Posted by: Noah | 05 January 2005 at 03:42 PM
While I was appearing "in court" via telephone and listening to other lawyers ramble on just now, I remembered that you were blogging your journey. So, I have entertained myself with Laura's and your adventures for the past ten minutes . . . . though the judge rudely interrupted my reading a moment ago. I was tempted to say, "Wait a minute. I'm reading something. Go on to the next lowlife, I mean, lawyer," but I didn't. Phone call over. What a journey you are having. I am visualizing everything and laughing, though I'm certain my idea of what happened is nearly as great as the reality of what happened. Keep the stories coming. Have fun. Stay safe. And enjoy!
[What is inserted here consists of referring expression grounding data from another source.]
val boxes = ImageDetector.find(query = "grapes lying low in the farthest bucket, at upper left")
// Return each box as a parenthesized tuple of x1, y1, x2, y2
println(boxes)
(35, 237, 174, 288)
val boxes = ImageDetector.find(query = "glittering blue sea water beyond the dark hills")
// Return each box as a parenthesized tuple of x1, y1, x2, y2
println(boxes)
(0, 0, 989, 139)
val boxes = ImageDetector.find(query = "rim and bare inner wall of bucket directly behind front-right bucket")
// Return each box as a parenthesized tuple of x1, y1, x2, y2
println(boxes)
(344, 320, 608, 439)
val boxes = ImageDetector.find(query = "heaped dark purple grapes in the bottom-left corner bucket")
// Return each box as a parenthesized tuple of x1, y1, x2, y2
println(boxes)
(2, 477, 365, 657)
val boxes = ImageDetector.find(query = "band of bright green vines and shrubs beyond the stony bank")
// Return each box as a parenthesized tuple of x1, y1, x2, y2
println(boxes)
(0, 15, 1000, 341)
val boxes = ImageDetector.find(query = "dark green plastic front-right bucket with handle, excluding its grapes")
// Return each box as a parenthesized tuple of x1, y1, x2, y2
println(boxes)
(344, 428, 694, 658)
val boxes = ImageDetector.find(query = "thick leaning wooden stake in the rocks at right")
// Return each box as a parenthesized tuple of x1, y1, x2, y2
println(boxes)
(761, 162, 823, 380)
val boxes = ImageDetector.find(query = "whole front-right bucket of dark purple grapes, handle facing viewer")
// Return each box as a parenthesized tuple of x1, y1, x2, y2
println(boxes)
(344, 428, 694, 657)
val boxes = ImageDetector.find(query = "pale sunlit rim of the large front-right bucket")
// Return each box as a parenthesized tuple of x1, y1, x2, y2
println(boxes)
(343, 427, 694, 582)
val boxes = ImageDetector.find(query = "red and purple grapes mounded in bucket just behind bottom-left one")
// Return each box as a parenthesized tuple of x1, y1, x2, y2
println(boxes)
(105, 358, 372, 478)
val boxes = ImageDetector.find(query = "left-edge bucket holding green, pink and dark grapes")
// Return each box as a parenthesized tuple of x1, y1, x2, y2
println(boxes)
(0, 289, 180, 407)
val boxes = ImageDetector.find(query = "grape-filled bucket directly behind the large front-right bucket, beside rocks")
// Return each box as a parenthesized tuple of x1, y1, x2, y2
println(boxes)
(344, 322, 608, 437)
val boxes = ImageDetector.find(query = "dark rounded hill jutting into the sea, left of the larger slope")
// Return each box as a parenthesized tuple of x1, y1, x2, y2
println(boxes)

Posted by: Jon | 05 January 2005 at 09:56 AM
REALLY!!! I dare you to bet on the football match. ;-)
(Erik)
That's wonderful Jenny, I'm glad that you are safe, sound, and experiencing Ghana to the fullest extent. We can't wait to see your slide show. :-)
(Erica)
Posted by: E & E | 04 January 2005 at 10:06 PM
Such a zesty enterprise! Along with my fellow blog readers (hello other Jenny and Laura enthusiasts) I eagerly await the next installment...
elizabeth
Posted by: Elizabeth | 04 January 2005 at 03:49 PM
Jenny,
Thanks so much for the play by play - so wonderful to read how you both are doing. Hug Laura for me!
:) Janet
Posted by: Janet | 04 January 2005 at 01:13 PM
Dude:
Great posts so far. Keep having fun and being careful. And beware of crocs and rhinos while on the waters--presuming such creatures live in those parts. You don't want to go out that way.
Other than that, have a blast!
TJ
Posted by: TJ | 04 January 2005 at 12:56 PM
Your trip sounds great, Jenny. Looking forward to more posts and more adventures. Say hi to Laura for me.